第1696話 女帝を動かす動機と利点
「結局、ルナちゃんママってば何がしたかったのかな?」
「それはですねユキさん! 恐らくは、月乃お母さんはハルさんを王様にすることを、まだ諦めていないのです……!」
「僕らの住む日本では、『王様』って言うのはちょっと語弊があるかも知れないけどねアイリ」
「そうですかねー? 私はそれこそ、事実上の王様に、ハルさんをさせようとしているんだと思いますけどー」
「カナリーちゃんまで」
「まあ、何にせよ、懲りるお母さまではないのは分かっていたわよね……」
以前、月乃は『フラワリングドリーム』開催に乗じて、ハルをそう誘導しようとした事件があった。
その時は最後の最後でハルたちに企みを看破されてしまい、ルナを中心に絞られることになったのだが、それで懲りるような彼女ではなかった訳だ。まあ、ハルもそれは分かっていた。
月乃からは結局、彼女の計画の詳細や、ほぼ確実に存在しているであろう異世界側の協力者については聞き出せなかった。
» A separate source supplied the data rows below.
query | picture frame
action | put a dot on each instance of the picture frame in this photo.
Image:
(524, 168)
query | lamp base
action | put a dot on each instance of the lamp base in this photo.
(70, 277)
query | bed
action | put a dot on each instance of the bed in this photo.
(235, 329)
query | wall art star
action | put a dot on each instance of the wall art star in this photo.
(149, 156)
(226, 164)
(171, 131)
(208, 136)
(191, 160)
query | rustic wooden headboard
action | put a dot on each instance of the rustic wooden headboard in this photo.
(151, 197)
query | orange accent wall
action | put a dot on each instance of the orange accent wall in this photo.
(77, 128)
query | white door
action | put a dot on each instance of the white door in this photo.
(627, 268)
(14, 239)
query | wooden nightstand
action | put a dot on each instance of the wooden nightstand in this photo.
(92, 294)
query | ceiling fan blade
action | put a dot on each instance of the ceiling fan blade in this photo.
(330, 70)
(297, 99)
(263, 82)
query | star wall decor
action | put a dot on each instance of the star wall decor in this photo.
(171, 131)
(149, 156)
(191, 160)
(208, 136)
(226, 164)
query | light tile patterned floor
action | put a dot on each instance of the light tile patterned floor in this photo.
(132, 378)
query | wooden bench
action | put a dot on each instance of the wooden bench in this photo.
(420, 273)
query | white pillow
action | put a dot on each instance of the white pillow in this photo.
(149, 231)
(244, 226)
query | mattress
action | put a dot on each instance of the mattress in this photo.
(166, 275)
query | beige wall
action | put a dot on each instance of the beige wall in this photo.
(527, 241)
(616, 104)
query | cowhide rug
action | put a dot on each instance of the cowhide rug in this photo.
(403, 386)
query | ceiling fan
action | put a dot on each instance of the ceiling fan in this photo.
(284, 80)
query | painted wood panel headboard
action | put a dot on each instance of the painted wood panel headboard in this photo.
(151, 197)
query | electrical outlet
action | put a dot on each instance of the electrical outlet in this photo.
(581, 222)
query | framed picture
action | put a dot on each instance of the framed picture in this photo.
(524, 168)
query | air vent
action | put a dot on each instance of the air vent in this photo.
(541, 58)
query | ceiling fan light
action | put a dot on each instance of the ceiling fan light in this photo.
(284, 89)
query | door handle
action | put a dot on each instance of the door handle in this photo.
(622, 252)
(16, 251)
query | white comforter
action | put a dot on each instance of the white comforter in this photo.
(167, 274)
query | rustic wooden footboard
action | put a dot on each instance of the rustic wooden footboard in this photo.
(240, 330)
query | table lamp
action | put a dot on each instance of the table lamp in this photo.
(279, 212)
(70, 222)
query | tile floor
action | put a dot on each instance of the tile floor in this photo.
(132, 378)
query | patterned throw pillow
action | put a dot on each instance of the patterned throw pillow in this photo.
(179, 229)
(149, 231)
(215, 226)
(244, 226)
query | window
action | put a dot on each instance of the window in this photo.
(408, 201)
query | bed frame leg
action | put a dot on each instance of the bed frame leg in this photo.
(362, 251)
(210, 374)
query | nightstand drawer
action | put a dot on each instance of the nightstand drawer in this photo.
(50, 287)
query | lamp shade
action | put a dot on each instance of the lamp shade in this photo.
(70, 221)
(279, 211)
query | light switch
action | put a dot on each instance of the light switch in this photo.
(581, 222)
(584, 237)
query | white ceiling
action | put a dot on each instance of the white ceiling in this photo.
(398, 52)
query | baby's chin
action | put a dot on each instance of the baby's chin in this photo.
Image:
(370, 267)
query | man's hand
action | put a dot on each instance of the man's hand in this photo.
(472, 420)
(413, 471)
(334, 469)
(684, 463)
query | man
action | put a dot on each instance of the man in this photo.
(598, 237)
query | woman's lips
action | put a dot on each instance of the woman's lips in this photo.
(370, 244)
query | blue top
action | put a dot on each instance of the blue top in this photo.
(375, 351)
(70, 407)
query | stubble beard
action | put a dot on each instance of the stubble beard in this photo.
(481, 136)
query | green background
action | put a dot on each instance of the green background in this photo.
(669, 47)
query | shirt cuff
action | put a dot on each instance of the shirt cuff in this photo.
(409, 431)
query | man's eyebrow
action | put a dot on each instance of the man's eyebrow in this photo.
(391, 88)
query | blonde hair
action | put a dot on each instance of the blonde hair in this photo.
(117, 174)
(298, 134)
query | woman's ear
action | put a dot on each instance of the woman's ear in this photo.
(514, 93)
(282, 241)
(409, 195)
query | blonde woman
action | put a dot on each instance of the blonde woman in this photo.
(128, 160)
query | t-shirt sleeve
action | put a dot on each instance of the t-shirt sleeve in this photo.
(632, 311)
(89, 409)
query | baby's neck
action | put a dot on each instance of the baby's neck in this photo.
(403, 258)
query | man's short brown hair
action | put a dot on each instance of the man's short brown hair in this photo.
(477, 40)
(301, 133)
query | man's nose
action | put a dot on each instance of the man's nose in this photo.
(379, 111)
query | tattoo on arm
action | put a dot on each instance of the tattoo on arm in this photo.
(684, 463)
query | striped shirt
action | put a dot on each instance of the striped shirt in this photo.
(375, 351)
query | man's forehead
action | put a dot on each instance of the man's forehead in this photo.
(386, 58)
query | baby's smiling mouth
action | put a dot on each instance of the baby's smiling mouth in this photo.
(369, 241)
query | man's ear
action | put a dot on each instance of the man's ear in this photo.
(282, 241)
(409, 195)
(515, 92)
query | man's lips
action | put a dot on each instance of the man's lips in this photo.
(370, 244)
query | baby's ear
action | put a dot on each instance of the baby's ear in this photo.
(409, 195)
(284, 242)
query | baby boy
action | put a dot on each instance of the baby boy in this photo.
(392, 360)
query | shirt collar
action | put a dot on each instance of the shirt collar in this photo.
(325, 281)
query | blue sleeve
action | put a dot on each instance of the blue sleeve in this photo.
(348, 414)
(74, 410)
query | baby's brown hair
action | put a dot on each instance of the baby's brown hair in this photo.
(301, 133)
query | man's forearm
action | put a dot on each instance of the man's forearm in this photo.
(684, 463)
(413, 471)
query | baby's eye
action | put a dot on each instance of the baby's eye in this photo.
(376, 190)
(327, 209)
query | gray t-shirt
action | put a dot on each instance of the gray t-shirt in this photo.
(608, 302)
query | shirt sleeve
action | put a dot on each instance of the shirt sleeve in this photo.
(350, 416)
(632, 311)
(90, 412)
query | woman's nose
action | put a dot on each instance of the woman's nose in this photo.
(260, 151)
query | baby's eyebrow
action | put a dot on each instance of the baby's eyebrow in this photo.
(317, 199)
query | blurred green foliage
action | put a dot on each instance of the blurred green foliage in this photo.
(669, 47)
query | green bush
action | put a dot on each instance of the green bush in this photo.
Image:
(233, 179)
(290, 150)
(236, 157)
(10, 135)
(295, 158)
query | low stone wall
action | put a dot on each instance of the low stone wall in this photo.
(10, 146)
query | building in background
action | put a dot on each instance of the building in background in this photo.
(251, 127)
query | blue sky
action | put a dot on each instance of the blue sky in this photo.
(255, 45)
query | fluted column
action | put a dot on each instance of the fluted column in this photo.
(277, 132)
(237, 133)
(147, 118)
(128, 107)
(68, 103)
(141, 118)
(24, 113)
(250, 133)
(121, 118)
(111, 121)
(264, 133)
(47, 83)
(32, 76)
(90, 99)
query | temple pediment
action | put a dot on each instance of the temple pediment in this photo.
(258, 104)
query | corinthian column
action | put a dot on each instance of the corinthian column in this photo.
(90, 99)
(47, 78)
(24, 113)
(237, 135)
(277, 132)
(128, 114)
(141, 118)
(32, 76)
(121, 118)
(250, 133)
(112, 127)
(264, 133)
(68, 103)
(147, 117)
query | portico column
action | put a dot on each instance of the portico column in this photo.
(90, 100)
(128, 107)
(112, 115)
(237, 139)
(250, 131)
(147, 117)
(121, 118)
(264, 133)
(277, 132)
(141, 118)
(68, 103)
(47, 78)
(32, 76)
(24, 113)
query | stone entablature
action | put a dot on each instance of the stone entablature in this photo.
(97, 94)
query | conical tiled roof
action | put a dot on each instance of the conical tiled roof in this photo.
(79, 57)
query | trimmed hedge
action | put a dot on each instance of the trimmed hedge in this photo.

また月乃はそそくさと家を出てしまい、今はハルたちだけが実家に取り残されている。
どうやら今回は、全てを語ってくれるほどの及第点には達していないらしい。
ハルたちはまだ、彼女の企てる事の真相には、まるで届いていないようだった。
ひとまずはティティーと交わした約束は反故にせぬよう念は押せたので、今は目的は果たせたとしよう。
「まあ、王様うんぬんってだけじゃなく、奥様の目的は色々と複雑に絡まってるんだろうけど」
「今回の素直に認めてくれたのも、きっとバレても問題ないことだったからなんだろね?」
「ですねー」
「いったい裏では、どんな深慮遠謀が張り巡らされているのでしょうか!」
「どうせロクでもないことよ? あまりあの人を過大評価しない方が良いわ?」
とはいえ、月乃の手腕が天才的に優れていることは疑いようのない事実。
ルナにも受け継がれている、全体の流れのようなものを読む力はまさに超能力でも使ったかのようだ。ハルでも遠く及ばない。
どちらかといえばハルは、一対一の個人戦でこそ、その才能を発揮する。こちらは逆に月乃ですら赤子扱い出来るほど圧倒的だ。
そんなハルが彼女の陰謀から逃れることは実は容易い。ハルが月乃を“倒して”しまおうと思えば、月乃に抗う術はない。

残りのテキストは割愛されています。